Most serious is Beijing’s more aggressive stance abroad. China is pushing the 20-plus countries that still recognize Taiwan to shift to the PRC and tightening controls over Hong Kong. The latter, about which Washington can do little, should nonetheless serve as the famed “firebell in the night” about the PRC’s aggression and authoritarianism. As for Taipei, America’s best policy is to stay out of the recognition squabble—after all, Washington does not recognize the Republic of Taiwan—while maintaining arms sales to ensure Taiwan’s ability to defend itself.

Yet Pence went much further, complaining:

“China now spends as much on its military as the rest of Asia combined, and Beijing has prioritized capabilities to erode America’s military advantages on land, at sea, in the air, and in space. China wants nothing less than to push the United States of America from the Western Pacific and attempt to prevent us from coming to the aid of our allies.”

This is true, but hardly surprising. Indeed, it describes the behavior of…the United States. Washington spends far more than its potential adversaries on its military. That spending isn’t for self-defense, but to dominate the globe, including along China’s border. Beijing’s response is the only logical one: to defend itself from the projection of American power.
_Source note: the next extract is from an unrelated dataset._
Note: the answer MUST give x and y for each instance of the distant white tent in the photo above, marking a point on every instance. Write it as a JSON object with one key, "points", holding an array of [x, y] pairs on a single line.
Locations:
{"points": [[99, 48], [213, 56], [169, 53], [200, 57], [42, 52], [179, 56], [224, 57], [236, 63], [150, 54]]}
The U.S. has legitimate interests in navigational freedom and the independence of allied states. But it cannot expect a rising great power to remain docile, even subservient, to Washington’s dictates. Moreover, Uncle Sam can ill afford the price of attempting to dominate every region against every coalition. China does not need a dozen carrier groups to counter Washington; merely the ability to sink U.S. carriers with missiles or subs. With deficits already at $1 trillion a year and bound to increase as entitlement spending rises, finances will constrain America’s military response to the PRC.

Rather than expect America’s armed forces to protect a region full of defense dependents, Washington should shift security responsibilities onto other states. India is increasingly involved in Southeast Asia. Japan is adjusting its post-World War II limitations on its military. Vietnam is looking for friends against Beijing. And an inter-Korean détente would reduce the PRC’s influence on the peninsula.

The PRC is likely to pose a major challenge to America. But Beijing’s future is not guaranteed: it may grow old before it grows rich, Xi may be on the summit and at the edge of the precipice simultaneously, and the Chinese Communist Party may succumb to a range of debilitating domestic challenges before it turns China into a superpower. Despite the messiness of our democracy, American remains resilient, flexible, and legitimate.

That allows Washington to be patient in dealing with the PRC. Treating China as an enemy risks turning it into one. Moreover, Beijing currently lacks the ideological ambitions and military capabilities of the Soviet Union; America is not engaged in a similarly long struggle with evil. The 21st century will turn out much better if the U.S. and China are able, on balance, to maintain a cooperative rather than a confrontational relationship.

Modern China is a great success: hundreds of millions of people have moved out of poverty and live freer, more fulfilling lives. However, the PRC’s development remains incomplete and is moving in disturbing directions. America should work to ensure that China’s future is prosperous, liberal, and, most important, peaceful.

Doug Bandow is a senior fellow at the Cato Institute. A former special assistant to President Ronald Reagan, he is author of Foreign Follies: America’s New Global Empire.